I couldn’t stop myself from crying, which I guess was one reason he said: “We have to. But okay. Not yet.”
Now we’re lying here together, and all I can hear is Elliot’s breathing and muffled voices and occasional footsteps from other guests on the landing.
When perhaps five hours have passed, I sit up.
In the darkness, Elliot turns to me.
I didn’t lose myself in the reservoir.
But I have to accept that I did find myself in a state that, objectively, put me somewhere close.
Elliot hasn’t asked why my clothes were wet, and I haven’t told him. Still, I need to try to explain because he’s the only person who could understand.
I saw her dad in the park and . . . no. There was this boy, and I thought . . . no. I came here and her life seemed . . . no. I slept with Joe and then I felt . . . no.
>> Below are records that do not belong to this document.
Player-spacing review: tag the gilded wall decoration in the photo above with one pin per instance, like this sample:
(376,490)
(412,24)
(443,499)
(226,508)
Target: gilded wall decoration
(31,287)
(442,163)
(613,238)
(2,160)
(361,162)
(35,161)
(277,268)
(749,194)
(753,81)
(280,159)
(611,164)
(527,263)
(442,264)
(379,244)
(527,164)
None of these gets to the heart of my problem. And I think I know what does. My voice low, I say: “I don’t know who I am.”
Silence.
Then he says: “Imagine a mountain in front of you. Your goal is to get to the summit. But it’ll be difficult. There are a few possible routes, but they’re steep and icy and you don’t have the optimal gear. You pick a route and you set off. It’s freezing cold. You don’t have any food. Your shoes are wet; your jacket is thin. Your weak muscles are struggling. How do you feel?”